In this model there are three types of nodes:

  • Date: date on which the first event was held
  • IPAddress: IP of the computer that is connected to the active directory equipment audited
  • Username: user account who generated the event in question

This model assumes that only connections made to the active directory computer whose EVTX has been loaded will be stored. Although it is a very good approximation, the data that was wanted to be collected were from various computers in the active directory, so it was necessary to make changes in the model.

Not only is it necessary to know which users and from which IPs connections are made to the AD, but also to which AD equipment they have connected.
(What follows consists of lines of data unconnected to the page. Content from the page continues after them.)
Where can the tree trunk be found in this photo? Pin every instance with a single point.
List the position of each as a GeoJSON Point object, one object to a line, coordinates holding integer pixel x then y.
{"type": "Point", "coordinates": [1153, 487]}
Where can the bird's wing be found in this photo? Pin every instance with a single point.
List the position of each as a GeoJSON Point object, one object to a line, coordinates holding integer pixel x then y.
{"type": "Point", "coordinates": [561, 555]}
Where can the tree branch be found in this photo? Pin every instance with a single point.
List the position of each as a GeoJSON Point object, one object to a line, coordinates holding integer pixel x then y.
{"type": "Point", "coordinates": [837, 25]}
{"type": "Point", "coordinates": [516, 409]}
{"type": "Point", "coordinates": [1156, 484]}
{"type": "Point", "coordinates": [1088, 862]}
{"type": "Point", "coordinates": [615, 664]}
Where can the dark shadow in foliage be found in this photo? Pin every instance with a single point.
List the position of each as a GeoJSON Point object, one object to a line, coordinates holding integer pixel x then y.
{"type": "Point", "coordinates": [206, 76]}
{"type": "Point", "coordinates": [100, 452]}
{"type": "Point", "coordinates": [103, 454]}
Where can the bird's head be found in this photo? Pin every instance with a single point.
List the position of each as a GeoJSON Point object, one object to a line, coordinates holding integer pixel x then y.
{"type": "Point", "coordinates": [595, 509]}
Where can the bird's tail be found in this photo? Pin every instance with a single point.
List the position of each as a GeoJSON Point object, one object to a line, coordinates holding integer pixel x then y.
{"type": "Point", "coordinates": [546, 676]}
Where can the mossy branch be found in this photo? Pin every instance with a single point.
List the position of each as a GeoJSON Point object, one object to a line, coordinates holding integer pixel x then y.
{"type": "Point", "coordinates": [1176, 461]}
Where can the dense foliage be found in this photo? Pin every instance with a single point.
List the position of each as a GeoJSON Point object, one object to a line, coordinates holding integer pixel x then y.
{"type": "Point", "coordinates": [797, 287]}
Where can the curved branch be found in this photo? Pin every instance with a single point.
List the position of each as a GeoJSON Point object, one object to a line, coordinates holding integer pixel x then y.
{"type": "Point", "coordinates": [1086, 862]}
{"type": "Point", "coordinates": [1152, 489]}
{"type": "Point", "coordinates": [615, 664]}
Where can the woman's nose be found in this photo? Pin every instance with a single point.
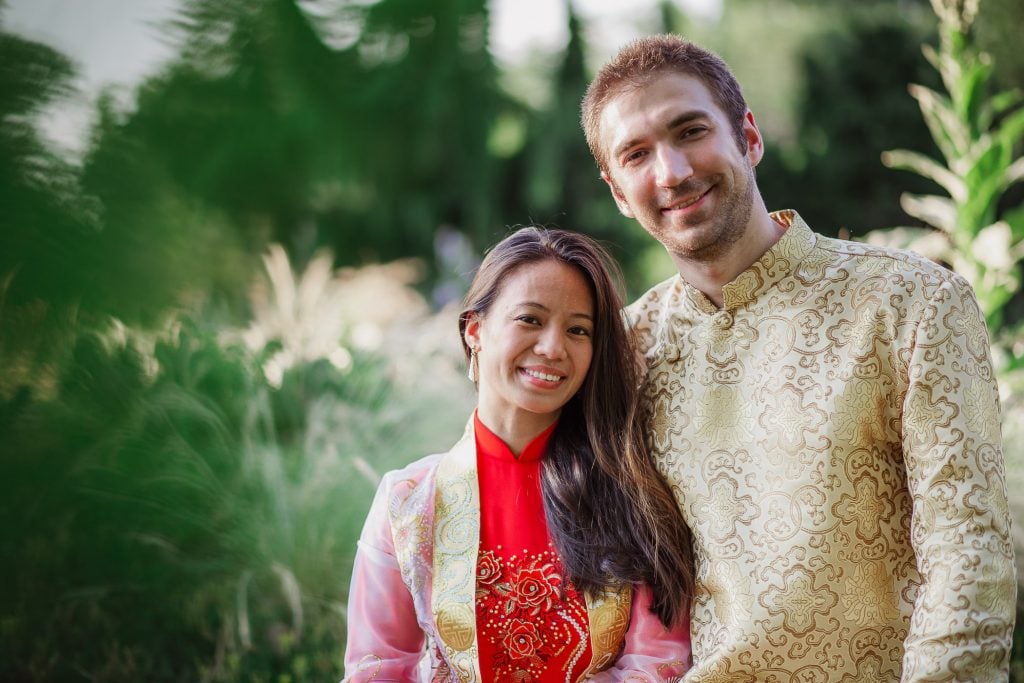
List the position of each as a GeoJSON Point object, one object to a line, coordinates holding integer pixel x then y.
{"type": "Point", "coordinates": [551, 344]}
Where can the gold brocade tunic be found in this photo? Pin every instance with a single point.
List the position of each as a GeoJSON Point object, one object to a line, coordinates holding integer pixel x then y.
{"type": "Point", "coordinates": [832, 436]}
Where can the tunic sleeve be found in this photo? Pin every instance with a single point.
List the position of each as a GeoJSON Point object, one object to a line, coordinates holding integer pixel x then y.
{"type": "Point", "coordinates": [385, 642]}
{"type": "Point", "coordinates": [962, 626]}
{"type": "Point", "coordinates": [651, 653]}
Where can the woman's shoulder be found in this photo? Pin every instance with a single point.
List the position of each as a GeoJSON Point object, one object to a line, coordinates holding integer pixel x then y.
{"type": "Point", "coordinates": [417, 473]}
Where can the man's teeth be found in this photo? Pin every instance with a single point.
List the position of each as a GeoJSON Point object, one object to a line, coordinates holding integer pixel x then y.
{"type": "Point", "coordinates": [683, 205]}
{"type": "Point", "coordinates": [542, 376]}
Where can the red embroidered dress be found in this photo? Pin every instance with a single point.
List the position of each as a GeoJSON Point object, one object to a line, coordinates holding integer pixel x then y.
{"type": "Point", "coordinates": [531, 624]}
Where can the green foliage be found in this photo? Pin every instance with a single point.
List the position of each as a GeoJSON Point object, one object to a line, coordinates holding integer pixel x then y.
{"type": "Point", "coordinates": [851, 105]}
{"type": "Point", "coordinates": [978, 135]}
{"type": "Point", "coordinates": [175, 518]}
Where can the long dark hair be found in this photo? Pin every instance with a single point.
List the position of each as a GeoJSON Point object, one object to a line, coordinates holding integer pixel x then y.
{"type": "Point", "coordinates": [610, 514]}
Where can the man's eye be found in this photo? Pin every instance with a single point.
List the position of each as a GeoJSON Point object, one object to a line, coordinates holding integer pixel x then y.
{"type": "Point", "coordinates": [633, 156]}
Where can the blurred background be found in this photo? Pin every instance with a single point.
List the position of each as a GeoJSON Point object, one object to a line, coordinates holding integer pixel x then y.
{"type": "Point", "coordinates": [233, 235]}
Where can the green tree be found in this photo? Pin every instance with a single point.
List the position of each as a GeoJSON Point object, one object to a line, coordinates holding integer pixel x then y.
{"type": "Point", "coordinates": [47, 222]}
{"type": "Point", "coordinates": [852, 105]}
{"type": "Point", "coordinates": [978, 134]}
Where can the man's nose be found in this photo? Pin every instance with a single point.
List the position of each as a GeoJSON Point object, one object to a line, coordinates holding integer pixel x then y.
{"type": "Point", "coordinates": [672, 167]}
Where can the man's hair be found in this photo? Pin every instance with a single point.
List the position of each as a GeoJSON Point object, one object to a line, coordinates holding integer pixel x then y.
{"type": "Point", "coordinates": [646, 57]}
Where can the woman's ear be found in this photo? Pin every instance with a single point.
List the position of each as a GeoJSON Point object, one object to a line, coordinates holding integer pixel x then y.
{"type": "Point", "coordinates": [472, 333]}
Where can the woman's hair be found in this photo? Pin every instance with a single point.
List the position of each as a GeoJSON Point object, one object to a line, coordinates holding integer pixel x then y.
{"type": "Point", "coordinates": [609, 513]}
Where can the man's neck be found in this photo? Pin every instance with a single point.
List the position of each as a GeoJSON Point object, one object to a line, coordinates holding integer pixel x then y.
{"type": "Point", "coordinates": [711, 275]}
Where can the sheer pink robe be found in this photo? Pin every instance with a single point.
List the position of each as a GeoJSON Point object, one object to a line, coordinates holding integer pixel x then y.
{"type": "Point", "coordinates": [412, 611]}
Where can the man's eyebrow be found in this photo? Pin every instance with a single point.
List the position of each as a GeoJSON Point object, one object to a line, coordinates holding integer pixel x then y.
{"type": "Point", "coordinates": [684, 118]}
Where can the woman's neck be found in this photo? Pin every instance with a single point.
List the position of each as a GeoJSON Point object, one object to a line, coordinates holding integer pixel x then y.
{"type": "Point", "coordinates": [517, 430]}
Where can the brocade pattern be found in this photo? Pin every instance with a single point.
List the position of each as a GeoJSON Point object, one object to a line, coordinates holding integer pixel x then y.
{"type": "Point", "coordinates": [832, 436]}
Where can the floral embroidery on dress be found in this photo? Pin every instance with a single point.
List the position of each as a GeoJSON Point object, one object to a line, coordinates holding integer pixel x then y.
{"type": "Point", "coordinates": [529, 614]}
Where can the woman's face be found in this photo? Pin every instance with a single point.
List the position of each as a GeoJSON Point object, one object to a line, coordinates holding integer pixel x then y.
{"type": "Point", "coordinates": [534, 345]}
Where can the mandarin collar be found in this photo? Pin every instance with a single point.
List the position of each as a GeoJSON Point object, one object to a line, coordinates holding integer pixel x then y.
{"type": "Point", "coordinates": [491, 445]}
{"type": "Point", "coordinates": [781, 259]}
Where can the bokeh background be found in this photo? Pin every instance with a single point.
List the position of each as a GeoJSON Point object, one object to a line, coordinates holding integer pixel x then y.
{"type": "Point", "coordinates": [233, 235]}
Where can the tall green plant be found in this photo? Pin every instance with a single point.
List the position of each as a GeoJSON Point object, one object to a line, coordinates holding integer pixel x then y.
{"type": "Point", "coordinates": [977, 134]}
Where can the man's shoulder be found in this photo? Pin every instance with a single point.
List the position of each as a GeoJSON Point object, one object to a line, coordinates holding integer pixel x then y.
{"type": "Point", "coordinates": [871, 259]}
{"type": "Point", "coordinates": [654, 298]}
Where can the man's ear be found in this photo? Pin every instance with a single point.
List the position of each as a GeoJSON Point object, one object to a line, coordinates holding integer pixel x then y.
{"type": "Point", "coordinates": [472, 332]}
{"type": "Point", "coordinates": [755, 143]}
{"type": "Point", "coordinates": [624, 207]}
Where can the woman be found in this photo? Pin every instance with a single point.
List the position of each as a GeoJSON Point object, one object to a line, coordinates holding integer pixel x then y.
{"type": "Point", "coordinates": [514, 556]}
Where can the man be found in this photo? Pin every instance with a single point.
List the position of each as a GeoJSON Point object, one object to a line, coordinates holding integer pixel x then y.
{"type": "Point", "coordinates": [825, 412]}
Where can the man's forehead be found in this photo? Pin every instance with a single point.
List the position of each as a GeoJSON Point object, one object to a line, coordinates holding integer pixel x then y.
{"type": "Point", "coordinates": [658, 100]}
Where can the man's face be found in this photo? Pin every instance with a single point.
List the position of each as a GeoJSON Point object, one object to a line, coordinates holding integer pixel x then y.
{"type": "Point", "coordinates": [675, 166]}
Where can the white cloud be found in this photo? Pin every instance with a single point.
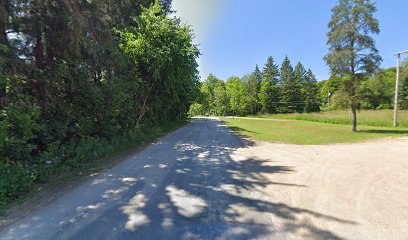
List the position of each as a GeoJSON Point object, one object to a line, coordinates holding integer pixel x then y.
{"type": "Point", "coordinates": [202, 15]}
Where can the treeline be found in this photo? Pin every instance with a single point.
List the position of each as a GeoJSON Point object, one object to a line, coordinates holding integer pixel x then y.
{"type": "Point", "coordinates": [78, 79]}
{"type": "Point", "coordinates": [376, 91]}
{"type": "Point", "coordinates": [284, 89]}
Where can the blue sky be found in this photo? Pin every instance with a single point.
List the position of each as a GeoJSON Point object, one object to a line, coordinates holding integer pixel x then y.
{"type": "Point", "coordinates": [235, 35]}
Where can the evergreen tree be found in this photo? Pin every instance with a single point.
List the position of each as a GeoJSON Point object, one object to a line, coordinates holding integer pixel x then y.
{"type": "Point", "coordinates": [311, 93]}
{"type": "Point", "coordinates": [291, 92]}
{"type": "Point", "coordinates": [352, 50]}
{"type": "Point", "coordinates": [269, 90]}
{"type": "Point", "coordinates": [258, 77]}
{"type": "Point", "coordinates": [299, 82]}
{"type": "Point", "coordinates": [253, 86]}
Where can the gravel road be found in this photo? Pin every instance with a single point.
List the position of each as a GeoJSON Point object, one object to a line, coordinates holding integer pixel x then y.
{"type": "Point", "coordinates": [204, 182]}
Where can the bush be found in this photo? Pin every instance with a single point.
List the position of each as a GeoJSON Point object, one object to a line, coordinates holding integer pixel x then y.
{"type": "Point", "coordinates": [15, 180]}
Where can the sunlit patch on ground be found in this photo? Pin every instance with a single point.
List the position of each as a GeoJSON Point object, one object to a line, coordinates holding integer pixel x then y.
{"type": "Point", "coordinates": [136, 218]}
{"type": "Point", "coordinates": [188, 205]}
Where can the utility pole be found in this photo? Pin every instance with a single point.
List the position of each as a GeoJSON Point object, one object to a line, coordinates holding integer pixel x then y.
{"type": "Point", "coordinates": [397, 88]}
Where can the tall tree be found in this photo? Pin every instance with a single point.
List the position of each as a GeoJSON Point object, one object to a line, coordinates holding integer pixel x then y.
{"type": "Point", "coordinates": [299, 82]}
{"type": "Point", "coordinates": [311, 93]}
{"type": "Point", "coordinates": [253, 86]}
{"type": "Point", "coordinates": [237, 95]}
{"type": "Point", "coordinates": [291, 91]}
{"type": "Point", "coordinates": [269, 90]}
{"type": "Point", "coordinates": [352, 50]}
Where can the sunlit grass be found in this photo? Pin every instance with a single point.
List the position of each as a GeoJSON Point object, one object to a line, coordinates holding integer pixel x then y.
{"type": "Point", "coordinates": [381, 118]}
{"type": "Point", "coordinates": [307, 132]}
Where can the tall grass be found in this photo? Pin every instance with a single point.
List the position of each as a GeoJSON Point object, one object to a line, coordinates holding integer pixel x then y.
{"type": "Point", "coordinates": [378, 118]}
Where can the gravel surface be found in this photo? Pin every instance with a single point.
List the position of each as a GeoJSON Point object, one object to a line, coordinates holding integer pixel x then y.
{"type": "Point", "coordinates": [204, 182]}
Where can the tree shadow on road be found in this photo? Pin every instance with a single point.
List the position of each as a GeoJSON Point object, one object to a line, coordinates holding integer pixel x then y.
{"type": "Point", "coordinates": [208, 192]}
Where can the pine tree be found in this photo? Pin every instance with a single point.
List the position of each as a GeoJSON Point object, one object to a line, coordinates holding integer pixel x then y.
{"type": "Point", "coordinates": [253, 86]}
{"type": "Point", "coordinates": [291, 92]}
{"type": "Point", "coordinates": [269, 90]}
{"type": "Point", "coordinates": [311, 93]}
{"type": "Point", "coordinates": [300, 78]}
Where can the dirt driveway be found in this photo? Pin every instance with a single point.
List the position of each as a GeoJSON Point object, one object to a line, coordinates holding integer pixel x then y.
{"type": "Point", "coordinates": [344, 191]}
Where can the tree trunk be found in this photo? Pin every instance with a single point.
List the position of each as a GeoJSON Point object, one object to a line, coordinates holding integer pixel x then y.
{"type": "Point", "coordinates": [354, 110]}
{"type": "Point", "coordinates": [3, 21]}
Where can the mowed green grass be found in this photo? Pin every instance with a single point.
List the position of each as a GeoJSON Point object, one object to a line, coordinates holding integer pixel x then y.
{"type": "Point", "coordinates": [380, 118]}
{"type": "Point", "coordinates": [306, 132]}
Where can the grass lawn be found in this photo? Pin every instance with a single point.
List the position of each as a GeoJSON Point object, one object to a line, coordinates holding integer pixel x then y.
{"type": "Point", "coordinates": [307, 132]}
{"type": "Point", "coordinates": [380, 118]}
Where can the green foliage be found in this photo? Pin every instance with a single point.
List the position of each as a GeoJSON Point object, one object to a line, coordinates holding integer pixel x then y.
{"type": "Point", "coordinates": [82, 79]}
{"type": "Point", "coordinates": [238, 96]}
{"type": "Point", "coordinates": [196, 109]}
{"type": "Point", "coordinates": [213, 97]}
{"type": "Point", "coordinates": [291, 97]}
{"type": "Point", "coordinates": [352, 50]}
{"type": "Point", "coordinates": [269, 94]}
{"type": "Point", "coordinates": [379, 118]}
{"type": "Point", "coordinates": [15, 180]}
{"type": "Point", "coordinates": [310, 93]}
{"type": "Point", "coordinates": [266, 92]}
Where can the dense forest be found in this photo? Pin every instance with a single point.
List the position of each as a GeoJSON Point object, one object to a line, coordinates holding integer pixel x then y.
{"type": "Point", "coordinates": [284, 89]}
{"type": "Point", "coordinates": [287, 89]}
{"type": "Point", "coordinates": [78, 79]}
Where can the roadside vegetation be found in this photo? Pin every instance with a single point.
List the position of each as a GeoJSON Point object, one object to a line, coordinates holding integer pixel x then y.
{"type": "Point", "coordinates": [380, 118]}
{"type": "Point", "coordinates": [80, 80]}
{"type": "Point", "coordinates": [306, 132]}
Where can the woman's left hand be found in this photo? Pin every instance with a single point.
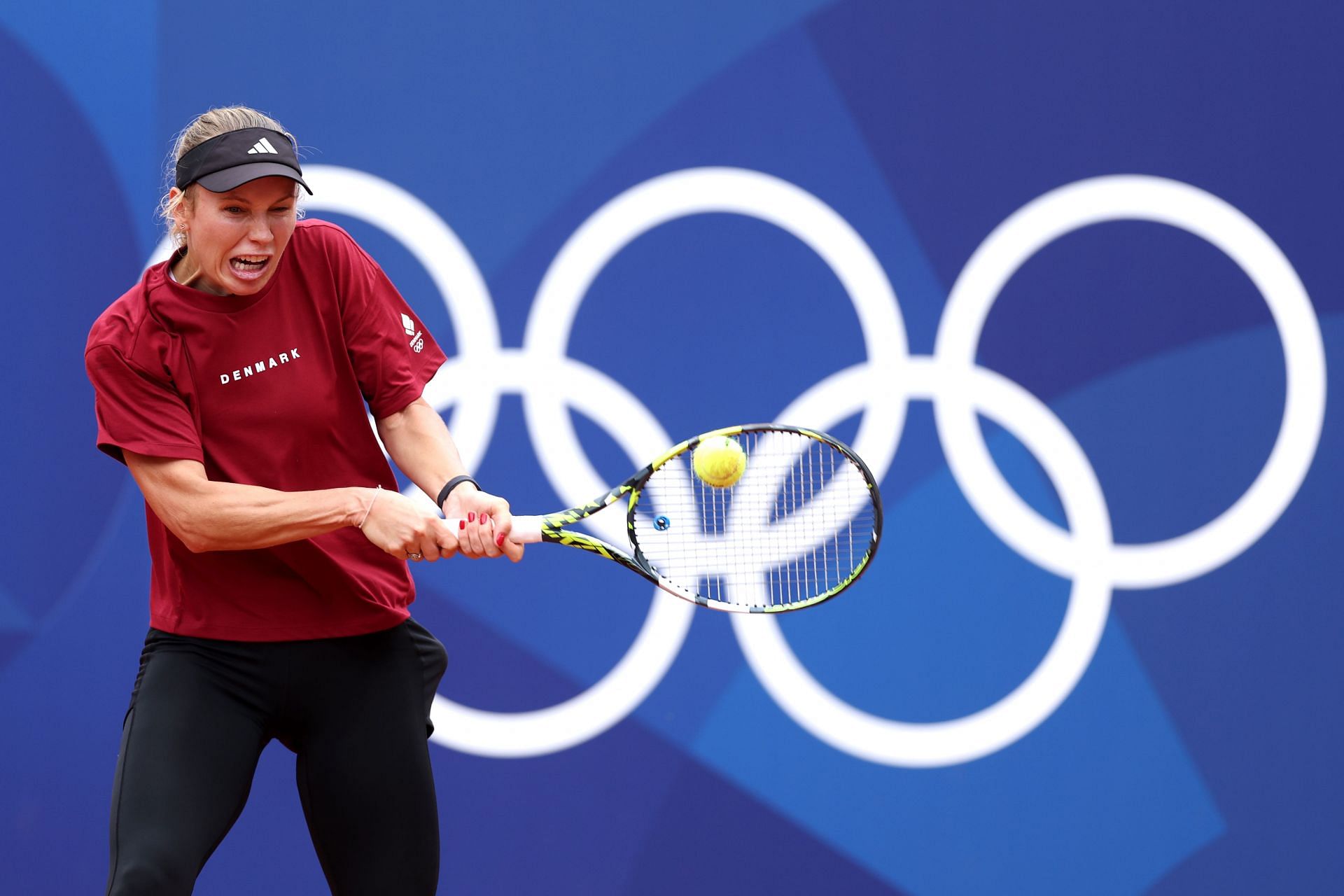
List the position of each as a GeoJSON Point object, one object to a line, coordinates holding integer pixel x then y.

The node types become the following:

  • Date: date on which the first event was held
  • IPAddress: IP of the computer that is connected to the active directory equipment audited
  • DC: IP of the domain controller to which the connection was made. This node is also IPAddress type to facilitate queries to Neo4j.
  • Username: users who generated the event

From Batch to Streaming

Another requirement was to be able to load the Logon Tracer dynamically, since these events are received in real time in the form of a JSON that arrives through Kafka. This supposes a radical change of the back-end, since the input goes from being an EVTX in batch to being a JSON in streaming.

The streaming in Neo4j is done with the code of load_neo4j.py*. In order not to saturate this load, we only load the data, without applying the PageRank or ChangeFinder algorithms.

Timeseries in InfluxDB

The time series that the original Logon Tracer loads are concatenations of Strings in attributes of the Neo4j nodes, as shown below.

    

To be able to explore, filter and group efficiently, the data has been loaded into InfluxDB instead of Neo4j. The code that performs the load to InfluxDB is load_influxdb.py. Said load is also done in real time.

PageRank

The PageRank algorithm is calculated in Batch using NetworkX, updated every 5 minutes, with the code pagerank.py.

Front-end

To adapt this tool to our purpose, we need to do some minimal changes in the front side:

  • Flask server:

    • It has added a new path (/getTimeline). In this, we connect to the influxdb and run a query sended via post. As a result, this path return a JSON object, which is processed and displayed on the website.
  • Main view:

    • The function 'BuildGraph' has been updated. Now, this function can run a query against Neo4j asking for the Domain Controllers (DC)
    • The function has been updated to show the graph using cytoscape.
    • The graph has been adapted to show the Domain Controllers returned by Neo4j.
    
  • TimeLine View:
    • New function 'runInfluxDBQuery' has been added in JS. When its access to the URI '/getTimeLine' it's invoked. And it's can be run manually. For default its runned with 1 hour.